Housing IS an outlier - it is up WAY more than the general rate of inflation. Especially in relation to wages.


Because rich people outbid each other with all cash offers and waived inspections (because they could afford any repairs) during the pandemic. Did anyone who needed a loan get a house they wanted while interest rates were low?


Not true. “All cash offers” are almost always mortgaged at the back end. With interest rates so low, it would be dumb to pay cash. Which is why demand completely evaporated now that rates are so much higher. It’s not that hard, people.


This. Realtors were pushing loan products that looked like cash offers to the sellers, then the buyers would refinance after closing. This was a relic of the extreme bidding war days and rarely happens today.



How do you two not understand that this is a position only the wealthiest, cash-rich people have? No one who needed a normal loan with 20% or less down had a winning contract.


I think there's some confusion here. What we're saying is that many of the buyers winning the bidding wars with cash offers didn't have the cash themselves. They worked with the lenders (recommended by their realtors) who set them up with loan products to borrow the money at an exorbitantly high interest rate. They used this borrowed money to make a cash offer. Then once they purchased the home, they refinanced to pay back the short-term loan. It cost the buyer a lot to get this short-term loan, but it was the only way to win the bidding wars that required a cash offer.

These days, buyers don't need to enter bidding wars with cash offers to get the house. So they're not using these very expensive loan products that enable them to make an offer that looks like a cash offer to the seller. The amount of buyers who "paid cash" is much lower than it seemed because they didn't really have the cash themselves so they refinanced as soon as they closed.

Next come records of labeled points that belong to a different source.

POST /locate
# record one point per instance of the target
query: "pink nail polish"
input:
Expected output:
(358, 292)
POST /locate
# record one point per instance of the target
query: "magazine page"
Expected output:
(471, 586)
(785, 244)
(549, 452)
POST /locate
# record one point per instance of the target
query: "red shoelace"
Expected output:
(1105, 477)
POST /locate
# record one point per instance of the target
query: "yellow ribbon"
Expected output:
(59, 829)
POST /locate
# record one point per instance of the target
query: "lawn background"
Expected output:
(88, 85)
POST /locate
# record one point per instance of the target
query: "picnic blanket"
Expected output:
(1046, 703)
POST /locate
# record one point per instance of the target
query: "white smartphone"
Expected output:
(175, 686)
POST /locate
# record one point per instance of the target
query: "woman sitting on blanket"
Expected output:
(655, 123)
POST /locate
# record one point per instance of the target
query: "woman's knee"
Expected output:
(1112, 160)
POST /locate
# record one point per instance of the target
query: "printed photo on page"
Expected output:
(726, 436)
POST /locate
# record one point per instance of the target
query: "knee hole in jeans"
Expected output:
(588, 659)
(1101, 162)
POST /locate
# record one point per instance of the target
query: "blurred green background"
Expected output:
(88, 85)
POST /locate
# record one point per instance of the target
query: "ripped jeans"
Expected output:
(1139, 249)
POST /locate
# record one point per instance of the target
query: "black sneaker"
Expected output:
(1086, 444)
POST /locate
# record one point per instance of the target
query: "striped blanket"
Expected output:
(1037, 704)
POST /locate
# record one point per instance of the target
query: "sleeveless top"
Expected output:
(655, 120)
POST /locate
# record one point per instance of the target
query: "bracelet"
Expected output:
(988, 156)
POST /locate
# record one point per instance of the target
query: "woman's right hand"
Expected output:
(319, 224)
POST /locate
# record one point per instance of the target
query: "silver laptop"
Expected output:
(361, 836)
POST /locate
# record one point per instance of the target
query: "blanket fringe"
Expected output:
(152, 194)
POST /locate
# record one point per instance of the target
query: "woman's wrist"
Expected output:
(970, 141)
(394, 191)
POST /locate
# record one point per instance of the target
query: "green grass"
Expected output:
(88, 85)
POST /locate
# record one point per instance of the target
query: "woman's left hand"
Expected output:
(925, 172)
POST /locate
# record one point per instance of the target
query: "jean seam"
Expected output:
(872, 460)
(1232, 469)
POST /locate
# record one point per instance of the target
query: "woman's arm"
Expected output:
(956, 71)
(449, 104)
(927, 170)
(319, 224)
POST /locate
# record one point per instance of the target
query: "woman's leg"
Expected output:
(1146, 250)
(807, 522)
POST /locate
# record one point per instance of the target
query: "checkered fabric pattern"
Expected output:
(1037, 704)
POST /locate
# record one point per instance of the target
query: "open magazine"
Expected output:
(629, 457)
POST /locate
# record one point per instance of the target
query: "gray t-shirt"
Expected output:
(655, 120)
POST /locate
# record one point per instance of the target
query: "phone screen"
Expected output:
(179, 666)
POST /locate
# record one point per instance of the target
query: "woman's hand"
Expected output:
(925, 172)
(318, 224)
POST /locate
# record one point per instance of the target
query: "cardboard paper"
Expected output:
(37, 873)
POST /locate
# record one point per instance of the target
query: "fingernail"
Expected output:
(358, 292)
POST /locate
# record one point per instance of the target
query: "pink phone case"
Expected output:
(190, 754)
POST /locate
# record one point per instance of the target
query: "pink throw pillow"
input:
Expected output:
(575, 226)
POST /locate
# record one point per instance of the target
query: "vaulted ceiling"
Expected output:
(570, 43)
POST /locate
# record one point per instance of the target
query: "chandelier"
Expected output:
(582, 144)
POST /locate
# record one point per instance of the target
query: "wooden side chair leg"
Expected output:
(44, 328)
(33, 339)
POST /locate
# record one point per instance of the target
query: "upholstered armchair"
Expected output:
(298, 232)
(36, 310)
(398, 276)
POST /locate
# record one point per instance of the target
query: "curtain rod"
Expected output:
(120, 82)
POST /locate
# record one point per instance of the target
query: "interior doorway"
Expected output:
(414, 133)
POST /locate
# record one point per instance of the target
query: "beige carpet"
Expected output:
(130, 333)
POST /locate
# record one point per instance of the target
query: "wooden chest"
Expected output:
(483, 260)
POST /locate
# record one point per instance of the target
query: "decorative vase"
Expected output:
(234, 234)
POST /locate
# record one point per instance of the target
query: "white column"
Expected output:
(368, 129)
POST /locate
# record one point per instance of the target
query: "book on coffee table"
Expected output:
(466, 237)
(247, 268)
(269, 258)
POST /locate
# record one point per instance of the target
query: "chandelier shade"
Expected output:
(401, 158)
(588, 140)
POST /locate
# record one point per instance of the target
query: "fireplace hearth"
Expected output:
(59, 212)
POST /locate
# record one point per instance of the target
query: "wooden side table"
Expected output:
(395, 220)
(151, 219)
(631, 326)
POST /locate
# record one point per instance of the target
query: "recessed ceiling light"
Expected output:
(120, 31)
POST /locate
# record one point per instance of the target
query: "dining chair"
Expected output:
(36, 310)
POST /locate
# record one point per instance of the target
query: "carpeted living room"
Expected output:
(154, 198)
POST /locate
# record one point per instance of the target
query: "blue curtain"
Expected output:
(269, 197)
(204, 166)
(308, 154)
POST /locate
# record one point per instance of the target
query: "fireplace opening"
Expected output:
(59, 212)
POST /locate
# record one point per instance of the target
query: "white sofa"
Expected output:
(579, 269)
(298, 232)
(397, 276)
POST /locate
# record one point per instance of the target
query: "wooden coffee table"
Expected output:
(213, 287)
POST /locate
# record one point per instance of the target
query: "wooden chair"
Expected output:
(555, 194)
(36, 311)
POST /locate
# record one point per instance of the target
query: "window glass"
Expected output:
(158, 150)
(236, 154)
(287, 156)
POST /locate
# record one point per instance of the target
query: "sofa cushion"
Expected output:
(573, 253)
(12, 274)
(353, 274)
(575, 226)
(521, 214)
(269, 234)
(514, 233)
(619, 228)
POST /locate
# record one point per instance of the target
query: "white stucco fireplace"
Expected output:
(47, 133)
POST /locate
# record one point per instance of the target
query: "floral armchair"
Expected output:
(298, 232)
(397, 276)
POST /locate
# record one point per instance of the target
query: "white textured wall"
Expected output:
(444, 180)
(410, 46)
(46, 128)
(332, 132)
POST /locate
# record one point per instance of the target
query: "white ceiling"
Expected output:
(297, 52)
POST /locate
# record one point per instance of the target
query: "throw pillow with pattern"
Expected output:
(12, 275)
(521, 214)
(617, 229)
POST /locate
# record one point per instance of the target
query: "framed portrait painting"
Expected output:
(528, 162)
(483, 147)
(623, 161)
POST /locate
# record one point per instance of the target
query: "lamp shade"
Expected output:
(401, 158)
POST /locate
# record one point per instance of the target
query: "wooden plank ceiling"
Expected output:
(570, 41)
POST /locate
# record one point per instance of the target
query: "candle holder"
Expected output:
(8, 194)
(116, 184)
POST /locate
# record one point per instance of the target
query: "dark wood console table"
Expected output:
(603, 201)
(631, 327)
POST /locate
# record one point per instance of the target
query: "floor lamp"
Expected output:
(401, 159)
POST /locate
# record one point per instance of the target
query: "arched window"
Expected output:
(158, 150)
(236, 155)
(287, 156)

I hope this helps explain a little more.


It does, but it doesn’t negate my point that only the most wealthy could do that. Because 1) they could qualify for those crazy loans and 2) they were waiving inspections because they could afford any repairs no matter how big . People who needed conventional loans with typical down payments are not the people who benefited from low interest rates. People who already owned home refinanced. Same story as always: those who need it least, benefitted the most. Yet multiple posters here saying it was dumb not to buy with record low interest rates. Myopic.
Anonymous
Anonymous wrote:
I think there's some confusion here. What we're saying is that many of the buyers winning the bidding wars with cash offers didn't have the cash themselves. They worked with the lenders (recommended by their realtors) who set them up with loan products to borrow the money at an exorbitantly high interest rate. They used this borrowed money to make a cash offer. Then once they purchased the home, they refinanced to pay back the short-term loan. It cost the buyer a lot to get this short-term loan, but it was the only way to win the bidding wars that required a cash offer.

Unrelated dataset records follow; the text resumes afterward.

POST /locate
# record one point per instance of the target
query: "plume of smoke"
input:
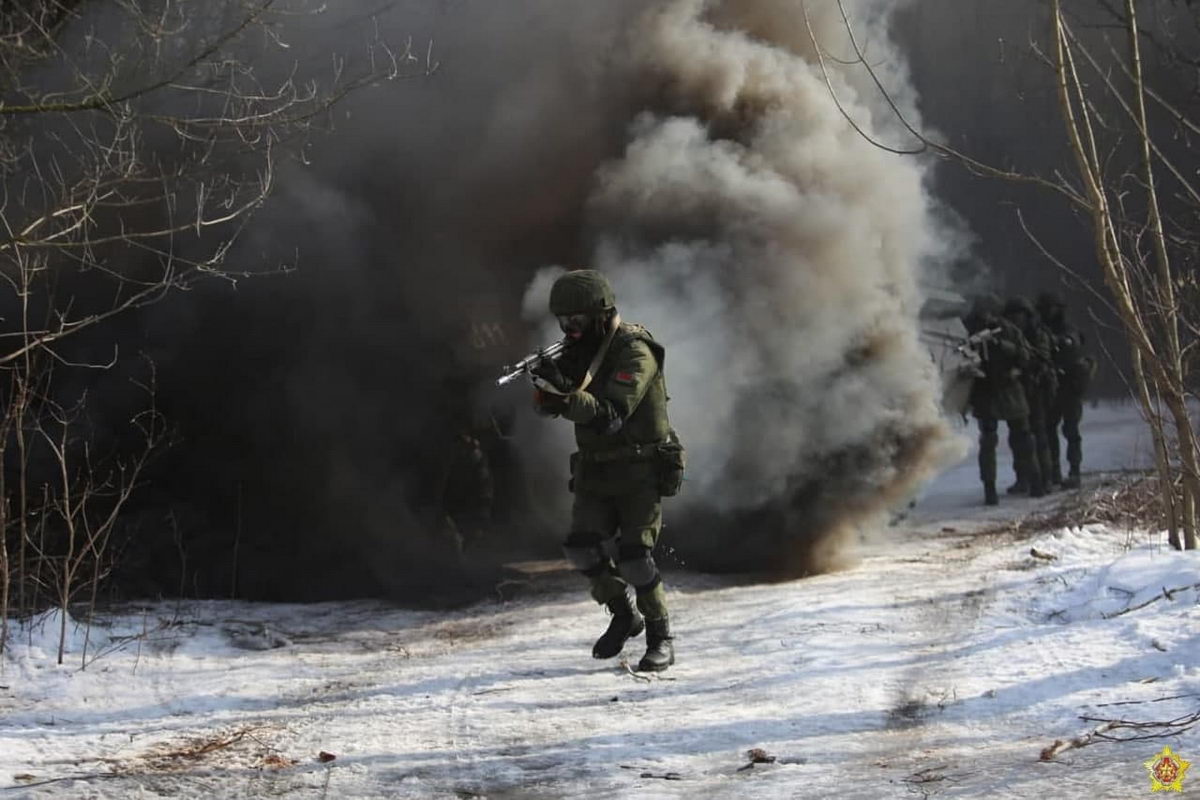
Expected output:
(779, 256)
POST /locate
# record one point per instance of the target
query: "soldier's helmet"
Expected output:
(1049, 302)
(581, 292)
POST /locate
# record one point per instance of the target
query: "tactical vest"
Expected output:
(648, 423)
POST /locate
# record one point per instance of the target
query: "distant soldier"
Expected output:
(610, 384)
(1074, 370)
(997, 394)
(467, 492)
(1041, 384)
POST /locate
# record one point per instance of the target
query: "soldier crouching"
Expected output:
(610, 383)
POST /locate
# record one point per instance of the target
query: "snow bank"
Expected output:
(1085, 582)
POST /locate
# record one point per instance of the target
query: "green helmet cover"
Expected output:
(582, 292)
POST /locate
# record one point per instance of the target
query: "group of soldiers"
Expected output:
(1032, 372)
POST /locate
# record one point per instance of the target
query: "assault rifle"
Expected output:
(525, 365)
(973, 347)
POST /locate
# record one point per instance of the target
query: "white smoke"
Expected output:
(778, 253)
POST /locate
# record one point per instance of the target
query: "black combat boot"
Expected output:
(625, 624)
(659, 645)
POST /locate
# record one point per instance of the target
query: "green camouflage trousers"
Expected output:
(611, 542)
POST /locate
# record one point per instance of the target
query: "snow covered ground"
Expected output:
(941, 665)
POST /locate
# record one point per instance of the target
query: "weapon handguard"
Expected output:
(515, 371)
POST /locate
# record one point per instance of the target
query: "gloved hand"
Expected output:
(550, 379)
(549, 404)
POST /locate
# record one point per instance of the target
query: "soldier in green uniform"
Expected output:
(1074, 370)
(997, 394)
(1039, 383)
(610, 383)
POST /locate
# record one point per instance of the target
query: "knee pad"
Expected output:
(637, 567)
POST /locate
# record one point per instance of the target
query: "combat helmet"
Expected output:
(581, 292)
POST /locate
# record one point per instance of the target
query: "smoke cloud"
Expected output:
(689, 149)
(779, 256)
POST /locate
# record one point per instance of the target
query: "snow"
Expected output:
(940, 665)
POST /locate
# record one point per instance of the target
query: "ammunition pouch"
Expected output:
(671, 459)
(661, 463)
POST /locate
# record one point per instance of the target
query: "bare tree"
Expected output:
(137, 139)
(1133, 178)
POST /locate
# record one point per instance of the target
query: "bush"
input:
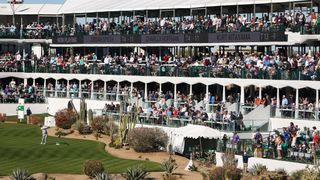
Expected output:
(229, 160)
(92, 167)
(111, 128)
(274, 175)
(60, 133)
(102, 176)
(258, 169)
(217, 174)
(233, 173)
(3, 117)
(65, 118)
(35, 120)
(84, 129)
(20, 174)
(135, 173)
(311, 173)
(147, 139)
(169, 166)
(297, 174)
(99, 124)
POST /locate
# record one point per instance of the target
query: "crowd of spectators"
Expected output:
(33, 30)
(289, 142)
(304, 22)
(10, 93)
(228, 65)
(225, 23)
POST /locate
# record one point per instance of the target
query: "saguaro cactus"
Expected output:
(82, 114)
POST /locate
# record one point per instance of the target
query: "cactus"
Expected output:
(82, 114)
(20, 174)
(90, 116)
(127, 121)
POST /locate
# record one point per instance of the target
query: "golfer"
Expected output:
(44, 134)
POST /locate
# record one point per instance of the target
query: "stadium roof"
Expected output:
(81, 6)
(30, 9)
(91, 6)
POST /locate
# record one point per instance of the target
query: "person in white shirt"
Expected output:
(44, 134)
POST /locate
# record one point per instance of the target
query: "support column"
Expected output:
(317, 104)
(63, 22)
(92, 90)
(25, 81)
(278, 103)
(224, 94)
(146, 92)
(207, 99)
(44, 88)
(260, 92)
(74, 21)
(175, 103)
(296, 112)
(68, 89)
(55, 89)
(118, 88)
(131, 91)
(242, 95)
(80, 90)
(105, 90)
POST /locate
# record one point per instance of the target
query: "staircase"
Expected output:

These days, buyers don't need to enter bidding wars with cash offers to get the house. So they're not using these very expensive loan products that enable them to make an offer that looks like a cash offer to the seller. The amount of buyers who "paid cash" is much lower than it seemed because they didn't really have the cash themselves so they refinanced as soon as they closed.

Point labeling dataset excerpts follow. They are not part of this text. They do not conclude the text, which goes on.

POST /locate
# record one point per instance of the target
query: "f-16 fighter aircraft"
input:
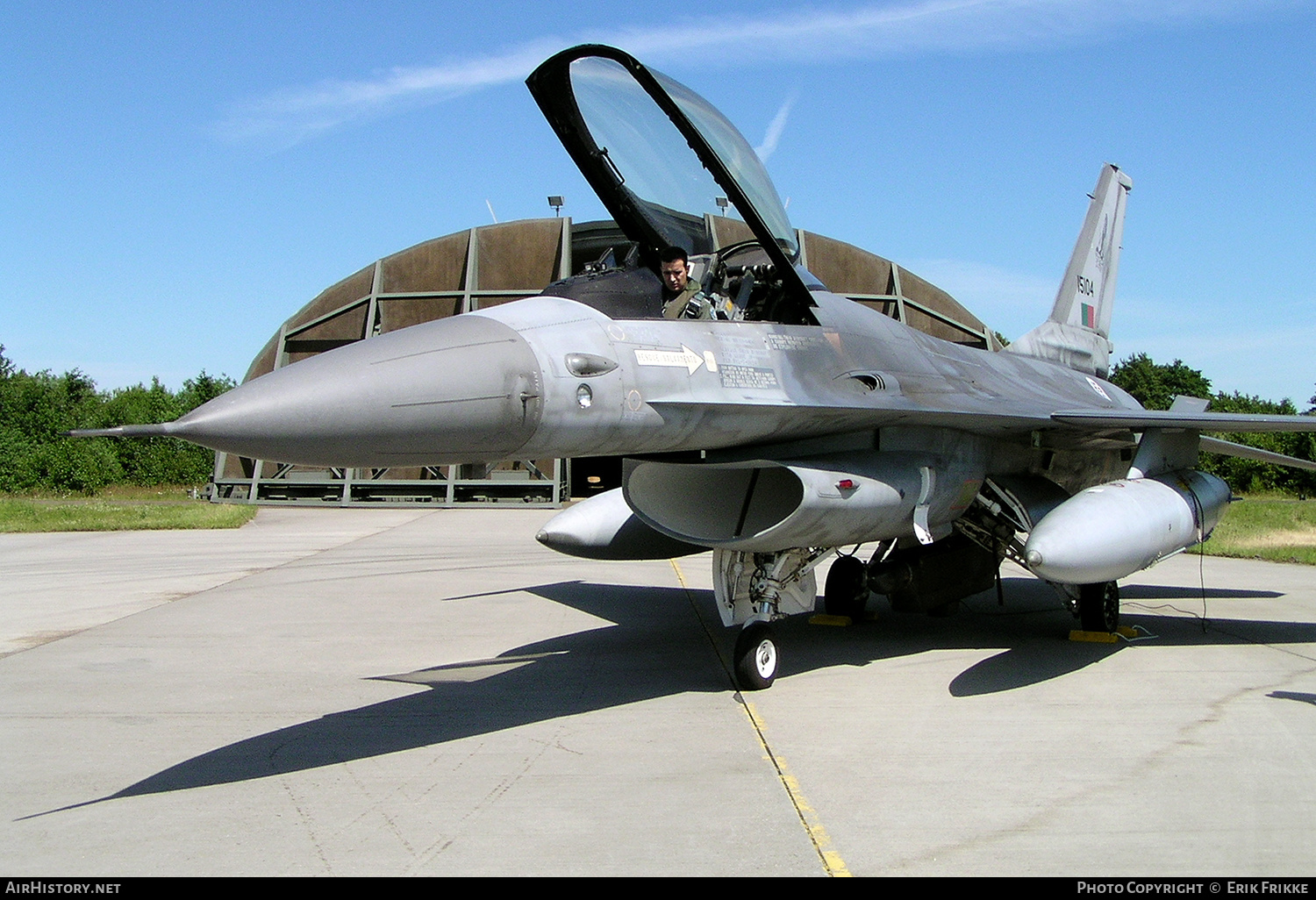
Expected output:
(779, 423)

I hope this helps explain a little more.


It's actually less complicated than this. Most of the "all cash" buyers are simply people who waived the financing contingency with the expectation that their conventional/jumbo loan would be ready in advance of the closing. It's a bit of a risk because if the loan is delayed, then the sellers could technically sue them for specific performance (i.e., requiring them to pay the entire cost of the house in cash). But the reality is that most sellers won't actually pursue that because they don't want the house to be in limbo as the litigation plays out.

In other words, most "all cash" buyers aren't "all cash" at all.
Anonymous
Can't an actual cash offer close almost immediately? A buyer planning to use a mortgage who waives the financing contingency will still need time to actually get the mortgage. That seems like a big difference.